Non-invasive mechanical ventilation has the advantage of being free of artificial airway and its related complications, ventilator-associated pneumonia and the incidence of low reservations about the normal swallowing, eating, coughing, speaking function to retain the upper airway physiological temperature, wet and Immune function; need tranquilizers; patients from both physical and psychological make it easier weaning; can be stopped, and long-term or household use. And the artificial airway of invasive mechanical ventilation compared with the primary function can not be for lack of an effective drainage and ventilation effect of instability in the sputum. In addition, non-invasive ventilation mask the shortcomings of other nose / nasal mask discomfort; pressure red facial skin; eye injury; nose masks / nasal mask leakage, such as gastrointestinal Flatulence.
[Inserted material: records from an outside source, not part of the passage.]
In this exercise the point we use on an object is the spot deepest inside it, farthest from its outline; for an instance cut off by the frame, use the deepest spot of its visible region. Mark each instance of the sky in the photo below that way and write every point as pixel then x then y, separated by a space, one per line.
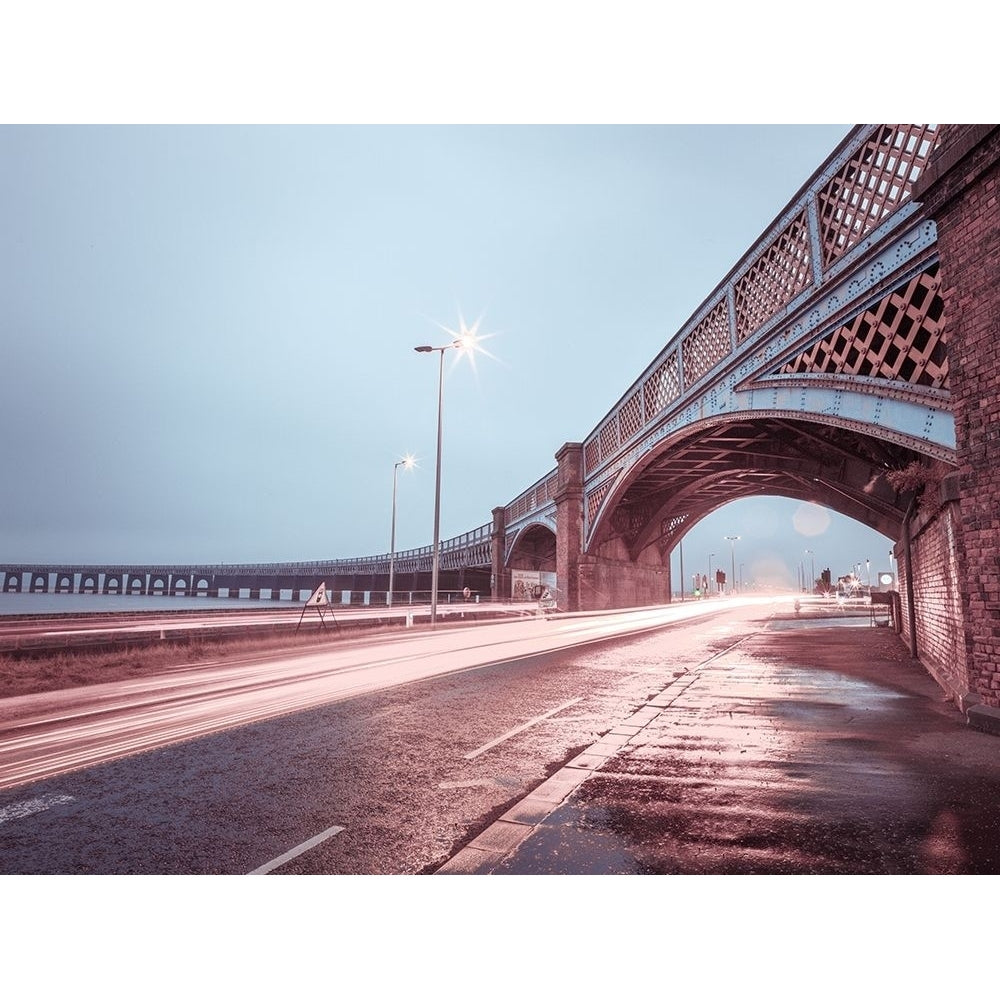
pixel 208 331
pixel 224 228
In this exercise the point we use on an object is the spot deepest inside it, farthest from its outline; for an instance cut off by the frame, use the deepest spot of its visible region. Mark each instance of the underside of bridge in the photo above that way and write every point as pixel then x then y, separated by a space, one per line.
pixel 534 549
pixel 710 466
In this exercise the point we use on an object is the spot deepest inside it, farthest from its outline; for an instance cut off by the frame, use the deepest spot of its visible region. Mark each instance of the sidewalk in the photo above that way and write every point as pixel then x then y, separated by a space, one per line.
pixel 809 748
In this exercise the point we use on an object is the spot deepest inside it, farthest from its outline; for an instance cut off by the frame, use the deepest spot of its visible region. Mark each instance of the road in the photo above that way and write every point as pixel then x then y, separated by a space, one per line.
pixel 39 632
pixel 367 757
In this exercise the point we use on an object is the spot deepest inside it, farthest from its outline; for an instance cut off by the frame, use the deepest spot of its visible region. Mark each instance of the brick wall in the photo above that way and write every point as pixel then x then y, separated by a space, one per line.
pixel 961 190
pixel 937 598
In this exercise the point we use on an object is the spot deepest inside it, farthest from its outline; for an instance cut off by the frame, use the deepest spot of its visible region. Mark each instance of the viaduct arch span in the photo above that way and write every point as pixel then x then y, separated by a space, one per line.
pixel 851 357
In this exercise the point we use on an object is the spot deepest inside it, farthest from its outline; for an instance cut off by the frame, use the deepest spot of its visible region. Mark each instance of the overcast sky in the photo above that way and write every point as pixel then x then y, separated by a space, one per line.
pixel 208 331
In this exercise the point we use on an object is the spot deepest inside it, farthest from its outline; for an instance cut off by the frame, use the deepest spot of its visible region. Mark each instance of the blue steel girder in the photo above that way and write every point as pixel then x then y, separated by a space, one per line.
pixel 834 319
pixel 840 464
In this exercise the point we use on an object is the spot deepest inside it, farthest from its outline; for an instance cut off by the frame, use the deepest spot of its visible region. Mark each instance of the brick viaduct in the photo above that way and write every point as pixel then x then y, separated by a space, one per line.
pixel 850 358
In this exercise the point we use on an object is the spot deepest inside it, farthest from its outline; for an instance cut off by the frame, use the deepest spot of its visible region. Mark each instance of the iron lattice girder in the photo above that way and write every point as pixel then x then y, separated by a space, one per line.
pixel 822 464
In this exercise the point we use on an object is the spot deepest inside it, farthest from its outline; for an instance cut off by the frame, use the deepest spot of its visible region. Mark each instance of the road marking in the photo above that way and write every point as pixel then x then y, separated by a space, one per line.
pixel 29 806
pixel 296 851
pixel 519 729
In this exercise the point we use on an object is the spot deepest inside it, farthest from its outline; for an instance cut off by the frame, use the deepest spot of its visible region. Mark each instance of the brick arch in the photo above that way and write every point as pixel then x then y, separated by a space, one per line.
pixel 837 463
pixel 533 547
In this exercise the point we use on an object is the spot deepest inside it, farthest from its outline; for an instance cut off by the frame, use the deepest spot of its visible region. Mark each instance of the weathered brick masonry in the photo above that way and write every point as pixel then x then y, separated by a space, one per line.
pixel 960 189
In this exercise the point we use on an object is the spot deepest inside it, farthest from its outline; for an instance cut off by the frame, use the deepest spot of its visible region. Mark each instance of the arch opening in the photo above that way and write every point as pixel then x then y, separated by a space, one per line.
pixel 690 477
At present, non-invasive ventilation COPD with respiratory failure is an important means of treatment, its main role is supporting-pump feature, ease respiratory muscle fatigue [5,6]. Non-invasive ventilation can be a reasonable application of a considerable part of the successful treatment of COPD acute respiratory failure in patients with the merger, so that from intubation; will have to have a mechanical ventilation of these cases may also play a role in helping early extubation. In principle, for mild cases, the indication of non-invasive ventilation to relax and to help correct when respiratory muscle fatigue, thereby improving the-pump feature and promote Katan. Even for less severe diseases, in the past no indication of mechanical ventilation cases, may also consider more active use of early non-invasive mechanical ventilation to effectively ease the respiratory muscle fatigue, to prevent the condition from deteriorating further. For severe cases, the indication of non-invasive ventilation to strictly, so as not to delay the rescue time. Especially for heavier infection and airway secretions number of cases, although application of non-invasive ventilation was also alleviate the condition, but we should not be reluctant to use non-invasive ventilation, but should be timely adopted by the artificial airway of mechanical ventilation methods More conducive to speedy and effective infection control and correct ventilation failure, in a relatively short period of time to ease the condition, then you can use these to the non-invasive method of mechanical ventilation as soon as possible to help extubation.